The National Farm Road Rehabilitation Program is essential for enabling local farmers to strengthen the sector and the community.
Representing 16.7% of the economy, Jamaica’s agriculture sector is described, in the Medium Term Socio-Economic Policy Framework 2015-2018 and the National Development Plan, as a transforming sector that is in need of increasing production and reducing costs, ultimately serving to revitalize rural communities and create strong linkages with the overall economy.
According to the National Development Plan, agriculture has experienced numerous challenges that have resulted in an overall decline in output and direct contribution to GDP. Additionally, the Planning Institute of Jamaica (PIOJ), in its Economic and Social Survey of Jamaica, mentioned that the sector contracted by 4% mainly due to adverse weather conditions in recent years. This was shown by the Agriculture Production Index (API), whereby the gross output declined for some sub-industries such as certain crops and post-harvest activities.
Nonetheless, the policies and programs pursued by the Ministry of Industry, Commerce, Agriculture, and Fisheries (MICAF) employed a number of strategies to enhance growth in agriculture and improve efficiency by combining PPPs to improve productivity, quality, and competitiveness. The National Farm Road Rehabilitation Program is one of five initiatives that seek to achieve this expected development by providing an estimated 20,000 farmers island-wide with direct access to markets, information, equipment, facilities, tools, livestock, planting materials, and training on climate change to the benefit of farmers and communities.
In 2018, according to the Jamaica Information Service (JIS), the government has planned to, through the Rural Agricultural Development Authority (RADA), repair farm roads across the country. The program represents a collaboration within the government between MICAF and the Ministry of Finance and Planning, allocating approximately JMD500 million from the 2017 budget and JMD800 million from 2018 budget. Expectations for 2019 equate to a 3% increase in production, as well boosting employment in agriculture and attracting entrepreneurs to the sector.
As mentioned by PIOJ, the project is expected to rehabilitate over time some 420km of rural roads across 98 extension areas in 13 parishes outside of the capital of Kingston. The goal is to reach an estimated 11,506 farmers with roads that guarantee direct access to markets while developing the social environment through rehabilitation and maintenance. According to JIS, this includes: rainwater ponds, procurement and delivery of additional water tanks, agricultural and farming supplies, rehabilitation of greenhouses, and training in good land-use practices.

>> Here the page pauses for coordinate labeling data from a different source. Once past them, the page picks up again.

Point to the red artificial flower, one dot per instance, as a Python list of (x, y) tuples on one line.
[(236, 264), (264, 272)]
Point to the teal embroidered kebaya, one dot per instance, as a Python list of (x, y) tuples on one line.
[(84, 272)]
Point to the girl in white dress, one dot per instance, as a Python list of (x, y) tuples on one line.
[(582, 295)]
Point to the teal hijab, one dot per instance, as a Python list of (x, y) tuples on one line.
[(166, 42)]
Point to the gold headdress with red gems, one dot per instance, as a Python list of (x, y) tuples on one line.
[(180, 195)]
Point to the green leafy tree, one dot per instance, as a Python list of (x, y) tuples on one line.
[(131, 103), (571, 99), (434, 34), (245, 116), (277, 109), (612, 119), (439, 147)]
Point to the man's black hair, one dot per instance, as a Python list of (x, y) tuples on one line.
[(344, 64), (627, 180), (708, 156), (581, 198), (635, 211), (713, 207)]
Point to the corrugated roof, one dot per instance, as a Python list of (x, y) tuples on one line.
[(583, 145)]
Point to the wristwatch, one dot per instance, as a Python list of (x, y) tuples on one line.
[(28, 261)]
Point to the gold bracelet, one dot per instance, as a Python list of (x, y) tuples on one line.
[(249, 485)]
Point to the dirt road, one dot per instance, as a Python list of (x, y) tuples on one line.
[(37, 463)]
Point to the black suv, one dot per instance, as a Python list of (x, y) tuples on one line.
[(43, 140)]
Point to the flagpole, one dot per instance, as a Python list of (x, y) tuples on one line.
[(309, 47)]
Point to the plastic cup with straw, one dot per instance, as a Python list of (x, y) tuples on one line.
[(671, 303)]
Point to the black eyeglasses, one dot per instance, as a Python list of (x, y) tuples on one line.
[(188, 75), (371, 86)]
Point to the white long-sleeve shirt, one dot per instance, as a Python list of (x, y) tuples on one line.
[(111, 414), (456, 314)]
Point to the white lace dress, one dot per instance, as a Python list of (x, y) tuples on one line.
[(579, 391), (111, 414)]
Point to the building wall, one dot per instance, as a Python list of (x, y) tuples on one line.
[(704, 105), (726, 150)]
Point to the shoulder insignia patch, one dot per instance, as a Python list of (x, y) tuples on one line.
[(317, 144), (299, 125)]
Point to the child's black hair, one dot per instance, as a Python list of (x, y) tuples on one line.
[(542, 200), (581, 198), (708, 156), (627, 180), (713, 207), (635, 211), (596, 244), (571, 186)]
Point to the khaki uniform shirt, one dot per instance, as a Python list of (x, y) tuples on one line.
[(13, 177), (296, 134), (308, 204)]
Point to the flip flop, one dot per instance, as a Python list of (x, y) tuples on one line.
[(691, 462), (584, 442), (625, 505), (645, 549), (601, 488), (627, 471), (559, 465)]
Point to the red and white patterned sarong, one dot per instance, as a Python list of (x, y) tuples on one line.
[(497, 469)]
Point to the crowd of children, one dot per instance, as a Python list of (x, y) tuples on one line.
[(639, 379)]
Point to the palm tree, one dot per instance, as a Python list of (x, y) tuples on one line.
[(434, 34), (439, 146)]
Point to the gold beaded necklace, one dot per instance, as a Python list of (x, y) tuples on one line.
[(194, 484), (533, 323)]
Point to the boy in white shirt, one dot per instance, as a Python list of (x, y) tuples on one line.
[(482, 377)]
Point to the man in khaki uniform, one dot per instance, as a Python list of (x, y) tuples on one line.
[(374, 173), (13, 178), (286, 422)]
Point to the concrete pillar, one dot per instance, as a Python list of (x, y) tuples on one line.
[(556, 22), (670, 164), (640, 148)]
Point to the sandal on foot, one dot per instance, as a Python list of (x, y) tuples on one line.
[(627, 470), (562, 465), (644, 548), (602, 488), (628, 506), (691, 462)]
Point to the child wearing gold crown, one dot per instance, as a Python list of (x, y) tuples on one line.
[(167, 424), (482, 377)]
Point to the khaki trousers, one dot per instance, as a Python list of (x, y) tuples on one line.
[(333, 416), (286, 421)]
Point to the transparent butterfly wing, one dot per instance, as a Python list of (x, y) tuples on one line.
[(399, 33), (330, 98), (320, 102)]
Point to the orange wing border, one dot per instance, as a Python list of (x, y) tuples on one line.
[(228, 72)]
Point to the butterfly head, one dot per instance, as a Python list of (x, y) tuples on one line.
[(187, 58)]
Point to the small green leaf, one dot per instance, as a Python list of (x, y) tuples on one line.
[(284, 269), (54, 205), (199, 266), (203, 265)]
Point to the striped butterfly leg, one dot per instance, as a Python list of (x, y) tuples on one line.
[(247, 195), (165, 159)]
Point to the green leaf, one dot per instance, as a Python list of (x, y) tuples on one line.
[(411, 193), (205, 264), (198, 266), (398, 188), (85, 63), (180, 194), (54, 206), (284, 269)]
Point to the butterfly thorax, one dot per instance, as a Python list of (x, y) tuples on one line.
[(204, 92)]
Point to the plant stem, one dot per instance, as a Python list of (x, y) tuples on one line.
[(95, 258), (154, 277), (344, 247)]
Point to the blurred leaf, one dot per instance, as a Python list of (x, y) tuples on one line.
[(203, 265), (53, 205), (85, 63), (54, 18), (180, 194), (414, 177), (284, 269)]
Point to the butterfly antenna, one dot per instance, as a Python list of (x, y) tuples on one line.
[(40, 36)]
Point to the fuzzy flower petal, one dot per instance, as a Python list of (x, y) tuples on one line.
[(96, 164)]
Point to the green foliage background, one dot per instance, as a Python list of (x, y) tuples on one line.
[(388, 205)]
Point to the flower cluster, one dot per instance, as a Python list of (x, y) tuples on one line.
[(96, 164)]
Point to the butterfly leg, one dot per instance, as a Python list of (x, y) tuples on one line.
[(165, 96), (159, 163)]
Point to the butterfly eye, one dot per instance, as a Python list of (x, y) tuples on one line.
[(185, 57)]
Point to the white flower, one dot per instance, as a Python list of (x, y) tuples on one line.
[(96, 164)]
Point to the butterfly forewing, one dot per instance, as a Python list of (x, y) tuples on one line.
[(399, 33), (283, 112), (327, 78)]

JIS has mentioned as well that, by 2018, almost 19km of farm roads are to be repaired, costing JMD81 million. This includes 12km along Brandon Hill, Chudleigh Path, St. Toolies, Reckford, and Alvie roads in Manchester at a cost of JMD47 million and 6.7km in St. Elizabeth, particularly Delightful, Thatchwalk, Phantiland, Spring Park, and Hodges, at a cost of JMD34 million. Already in 2018, 1,400m of farm roads in South Manchester have been repaired by RADA at a cost of JMD12 million. MICAF has stated that, of the 60 farm roads due for repairs last financial year, some 52 have been completed.
Beyond increasing agricultural production, the National Farm Road Rehabilitation Program reduces gaps in key infrastructure, addresses informality, strengthens agricultural research institutions, diversifies production, and augments the development of modern and efficient farming systems. The government’s commitment is showcased through its community outreach efforts, spreading the following slogan of self-sufficiency throughout communities: “grow what we eat, eat what we grow.” Jamaicans can expect to hear more about this program and agricultural self-sufficiency through church services, health fairs, training sessions, and agriculture expos and award ceremony. Products key to decreasing food import dependency include yams, honey, onions, pineapple, and goat and sheep meat.
Taking Jamaican products from the roads to the seas, increased road networks can, in due course, help Jamaica capitalize on agriculture export opportunities. Blue Mountain coffee has established an international recognition and demand, and other grown-in-Jamaica products could soon follow.